The more Barrett talks about originalism, the less impressive she becomes.  She just said it is best to restrict information on which to make a Supreme Court decision to the period of the founders. It was a different world back then. 

This originalism bullshit will not last. 

 
 
 
Gsquared
1.1  Gsquared  replied to  JohnRussell @1    3 weeks ago

At the time of the founders women did not have the right to vote, practice law or become judges.  What gives Barrett the right to violate those "originalist" principles?

 
 
 
Tacos!
1.1.1  Tacos!  replied to  Gsquared @1.1    2 weeks ago
What gives Barrett the right to violate those "originalist" principles?

Originalism is not a set of principles about women. The law has changed because of amendments - something provided for in the Constitution.

 
 
 
Sean Treacy
1.1.2  Sean Treacy  replied to  Gsquared @1.1    2 weeks ago
e of the founders women did not have the right to vote,  

Have you heard of the 19th Amendment?  

 
 
 
Dulay
1.1.3  Dulay  replied to  Tacos! @1.1.1    2 weeks ago
Originalism is not a set of principles about women.

Exactly. Originalism is a set of principles by and for men. 

The law has changed because of amendments - something provided for in the Constitution.

The only amendment that effects women specifically is the 19th and though it was passed in 1919, it had no effect on coverture, which controlled women's lives into the 1960's. 

The removal of some of the coverture laws is another thing women can thank RBG for...

 
 
 
Dulay
1.1.4  Dulay  replied to  Sean Treacy @1.1.2    2 weeks ago
Have you heard of the 19th Amendment?  

1919 was LONG after 'the time of the founders' Sean. 

 
 
 
The Magic Eight Ball
1.2  The Magic Eight Ball  replied to  JohnRussell @1    2 weeks ago
This originalism bullshit will not last

the founding fathers "never imagined" a time when an everyday person speak out to millions of people without getting tomatoes thrown at them either.

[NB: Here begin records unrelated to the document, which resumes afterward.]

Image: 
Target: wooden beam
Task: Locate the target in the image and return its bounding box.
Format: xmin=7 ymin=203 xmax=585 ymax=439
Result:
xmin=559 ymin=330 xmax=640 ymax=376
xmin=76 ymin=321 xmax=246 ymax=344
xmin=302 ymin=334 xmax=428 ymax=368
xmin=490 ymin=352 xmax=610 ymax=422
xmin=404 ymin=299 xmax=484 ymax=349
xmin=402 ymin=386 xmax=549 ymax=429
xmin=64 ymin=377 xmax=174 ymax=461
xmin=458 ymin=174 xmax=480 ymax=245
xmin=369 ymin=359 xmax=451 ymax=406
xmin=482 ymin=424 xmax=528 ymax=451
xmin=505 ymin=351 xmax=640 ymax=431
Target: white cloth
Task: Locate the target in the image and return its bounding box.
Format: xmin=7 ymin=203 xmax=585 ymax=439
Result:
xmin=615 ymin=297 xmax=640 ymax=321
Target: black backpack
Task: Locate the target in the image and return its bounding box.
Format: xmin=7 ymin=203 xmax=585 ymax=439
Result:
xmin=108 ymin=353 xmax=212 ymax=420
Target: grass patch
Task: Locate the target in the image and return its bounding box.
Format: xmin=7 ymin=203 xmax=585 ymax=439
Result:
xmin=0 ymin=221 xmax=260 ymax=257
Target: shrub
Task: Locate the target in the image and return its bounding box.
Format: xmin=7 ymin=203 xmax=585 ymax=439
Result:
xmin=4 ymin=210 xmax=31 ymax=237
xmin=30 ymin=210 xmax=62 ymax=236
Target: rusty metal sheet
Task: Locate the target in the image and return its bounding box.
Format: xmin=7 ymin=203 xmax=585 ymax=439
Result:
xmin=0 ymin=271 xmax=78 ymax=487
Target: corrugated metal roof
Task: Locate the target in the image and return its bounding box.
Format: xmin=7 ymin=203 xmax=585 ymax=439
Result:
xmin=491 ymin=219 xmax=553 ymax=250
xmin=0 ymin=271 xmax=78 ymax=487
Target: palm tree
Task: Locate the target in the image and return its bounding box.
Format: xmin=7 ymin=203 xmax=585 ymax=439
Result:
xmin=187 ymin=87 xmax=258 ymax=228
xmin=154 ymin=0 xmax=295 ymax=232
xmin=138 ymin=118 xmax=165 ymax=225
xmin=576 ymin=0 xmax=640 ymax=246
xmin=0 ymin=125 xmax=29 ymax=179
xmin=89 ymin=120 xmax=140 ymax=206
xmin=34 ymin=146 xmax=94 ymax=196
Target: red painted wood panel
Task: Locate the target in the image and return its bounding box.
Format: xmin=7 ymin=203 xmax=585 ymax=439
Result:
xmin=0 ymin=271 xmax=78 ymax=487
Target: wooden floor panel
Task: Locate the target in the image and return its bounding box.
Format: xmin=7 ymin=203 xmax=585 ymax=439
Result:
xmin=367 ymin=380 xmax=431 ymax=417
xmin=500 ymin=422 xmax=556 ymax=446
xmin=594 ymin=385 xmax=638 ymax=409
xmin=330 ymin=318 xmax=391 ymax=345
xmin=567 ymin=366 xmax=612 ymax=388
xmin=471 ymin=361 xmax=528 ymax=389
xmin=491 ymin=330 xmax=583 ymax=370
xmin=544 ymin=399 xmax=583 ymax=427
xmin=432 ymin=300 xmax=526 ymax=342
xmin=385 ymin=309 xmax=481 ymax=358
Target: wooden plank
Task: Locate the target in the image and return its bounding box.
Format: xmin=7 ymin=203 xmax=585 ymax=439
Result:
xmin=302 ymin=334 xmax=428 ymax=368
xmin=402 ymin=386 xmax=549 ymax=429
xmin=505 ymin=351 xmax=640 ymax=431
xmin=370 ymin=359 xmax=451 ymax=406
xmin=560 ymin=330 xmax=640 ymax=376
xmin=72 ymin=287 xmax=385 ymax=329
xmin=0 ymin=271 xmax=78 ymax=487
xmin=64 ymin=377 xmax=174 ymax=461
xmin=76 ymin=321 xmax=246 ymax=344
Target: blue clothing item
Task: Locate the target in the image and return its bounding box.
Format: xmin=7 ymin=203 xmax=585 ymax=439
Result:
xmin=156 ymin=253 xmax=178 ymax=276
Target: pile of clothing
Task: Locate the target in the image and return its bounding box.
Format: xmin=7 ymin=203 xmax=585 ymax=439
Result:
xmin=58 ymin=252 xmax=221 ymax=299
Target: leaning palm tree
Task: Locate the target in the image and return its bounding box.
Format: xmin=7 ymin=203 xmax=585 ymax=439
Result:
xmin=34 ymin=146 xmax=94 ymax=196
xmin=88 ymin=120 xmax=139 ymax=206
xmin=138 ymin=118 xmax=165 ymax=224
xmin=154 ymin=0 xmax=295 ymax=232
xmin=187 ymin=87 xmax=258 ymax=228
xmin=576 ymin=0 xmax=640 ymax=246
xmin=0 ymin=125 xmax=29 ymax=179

let's all reimagine the entire bill of rights  = so we can fuk it all up... LOL

 
 
 
Perrie Halpern R.A.
1.2.1  Perrie Halpern R.A.  replied to  The Magic Eight Ball @1.2    2 weeks ago
the founding fathers "never imagined" a time when an everyday person speak out to millions of people without getting tomatoes thrown at them either.

Are you are talking about the very same people who dressed up as Indians and dumped tons of tea into Boston Harbor, right?

The Irony. 

 
 
 
The Magic Eight Ball
1.2.2  The Magic Eight Ball  replied to  Perrie Halpern R.A. @1.2.1    2 weeks ago
people who dressed up as Indians and dumped tons of tea into Boston Harbor
The Irony.

yepp that is "contrary to what one would expect,   but,  so what? 

that does not change the original intent of the constitution or make anything in it irrelevant.

the only real question is...

why does today's left want to change the rules of the constitution after they lose? and what makes them think we should or will let them re-imagine our constitution into something it is not?

    

 

 

 

 

 
 
 
Vic Eldred
1.3  Vic Eldred  replied to  JohnRussell @1    2 weeks ago

I expected something better, John.  Instead you present a rant from "Bullshit."

I won't attempt to explain or simplify. Justice Gorsuch explained it best:

"O riginalism teaches only that the Constitution’s original meaning is fixed; meanwhile, of course, new applications of that meaning will arise with new developments and new technologies. Consider a few examples. As originally understood, the term “cruel” in the Eighth Amendment’s Cruel and Unusual Punishments Clause referred (at least) to methods of execution deliberately designed to inflict pain. That never changes. But that meaning doesn’t just encompass those particular forms of torture known at the founding. It also applies to deliberate efforts to inflict a slow and painful death by laser. Take another example. As originally understood, the  First Amendment protected speech . That guarantee doesn’t just apply to speech on street corners or in newspapers; it applies equally to speech on the Internet. Or consider the Fourth Amendment. As originally understood, it usually required the government to get a warrant to search a home. And that meaning applies equally whether the government seeks to conduct a search the old-fashioned way by rummaging through the place or in a more modern way by using a thermal imaging device to see inside. Whether it’s the Constitution’s prohibition on torture, its protection of speech, or its restrictions on searches, the meaning remains constant even as new applications arise.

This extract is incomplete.